PHOTO
Castelnuovo Rangone è un Comune di appena 15.000 abitanti, in provincia di Modena, assurto agli onori della cronaca, anche nazionale, a causa di una lunga e dura vertenza sindacale di cui sono stati protagonisti i dipendenti di due cooperative, Ilia e Work Service, alle quali Castelfrigo, un’azienda specializzata nella lavorazione di carni suine, affida alcune parti del proprio ciclo lavorativo. Si tratta di circa 150 lavoratori, di varie nazionalità (prevalentemente centrafricani, albanesi e cinesi), assunti come soci lavoratori con contratto di facchinaggio, ma di fatto impegnati in attività che attengono al ciclo dell’industria alimentare.
Condizioni di lavoro durissime, turni massacranti, gravi irregolarità retributive e contributive e continue sopraffazioni; insomma, un lavoro quasi schiavistico, alla fine esploso in una lotta a oltranza, con momenti di grande tensione, ma con una conclusione positiva, grazie a un accordo che prevede tra l’altro il graduale passaggio del personale al contratto dell’industria alimentare. In tutto il corso della vertenza un ruolo di primo piano è stato svolto dalla Cgil di Modena e dal livello locale delle due categorie interessate, Filt e Flai, con il convinto e attivo supporto di tutta la Cgil regionale.

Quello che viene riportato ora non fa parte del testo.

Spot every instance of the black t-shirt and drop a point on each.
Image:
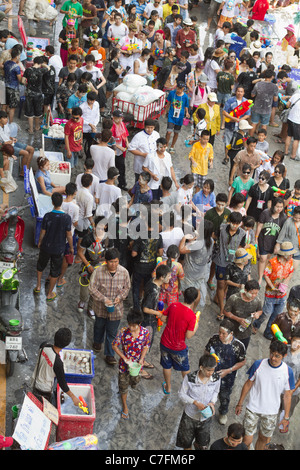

Una vertenza dai tanti risvolti emblematici. “L’accordo raggiunto è stato un successo straordinario –racconta Umberto Franciosi, segretario generale della Flai emiliano-romagnola –, ma sarebbe sbagliato dormire sugli allori. Sia perché ora l’accordo va gestito e non sarà semplice, sia perché questo caso è solo la punta di un iceberg: anche solo guardando al nostro territorio regionale ci sono tante altre situazioni simili, dal punto di vista dell’insopportabilità delle condizioni di lavoro, che possono esplodere da un momento all’altro”.
Un risultato, quello raggiunto alla Castelfrigo, che certamente può essere definito di “contrattazione inclusiva”. Quali sono stati, dal punto di vista sindacale, i fattori che hanno consentito un esito a tal punto positivo? “Intanto – risponde ancora Franciosi – bisogna sapere che c’è stata una lunga ‘semina’: per tanti anni ci siamo occupati di questi lavoratori, cercando di tutelarli, di seguire, quand’era possibile, il percorso della vertenza individuale, inoltrando segnalazioni e denunce alle autorità preposte. Fondamentale è stato anche costruire un rapporto positivo con le comunità degli stranieri e riuscire a farle dialogare e a non confliggere tra di loro”.
Senza dimenticare l’importanza di aver avuto nei momenti chiave della vertenza il sostegno di tutta la Cgil, compresi tanti operatori dei servizi, che hanno compreso l’emblematicità della lotta che si stava conducendo. “Ma ci sono soprattutto due fattori che hanno premiato – prosegue il segretario della Flai regionale –. Uno è quello della vicinanza fisica: la gran parte di questi lavoratori non è in condizione di fare grandi spostamenti, non ha l’auto e nemmeno la patente, quindi è stato fondamentale avere una nostra sede proprio lì, a poche centinaia di metri dal loro luogo di lavoro. Il secondo fattore è stato forse ancora più importante: siamo riusciti a lavorare in squadra, con un forte ruolo della confederazione”.
Le due categorie direttamente interessate, Filt e Flai, non hanno guardato al loro ristretto “orticello”, dando priorità assoluta alla risposta da dare a quei lavoratori. “Non era così scontato: spostare i lavoratori da un contratto nazionale all’altro, che era l’obiettivo centrale della vertenza, significa anche spostare tesserati da un sindacato di categoria all’altro, con la potenziale competizione che questo comporta. Gli iscritti portano risorse e con più risorse si lavora meglio, perciò se i funzionari di categoria si fossero fermati a un semplice calcolo di bottega le cose sarebbero andate diversamente. Ma non è andata così e abbiamo dimostrato che qualche parziale cessione di sovranità da parte delle singole categorie può migliorare l’efficacia complessiva dell’azione sindacale”.
Insomma: territorializzazione e confederalità, sono due temi che interrogano nel profondo il modello organizzativo del sindacato e che se in questo caso sono stati fattori di successo, in tanti altri – quando sono assenti o insufficienti – possono rappresentare un ostacolo a esercitare davvero quell’inclusività della tutela e dell’esercizio contrattuale che costituisce (ormai da tempo) un obiettivo chiave della Cgil.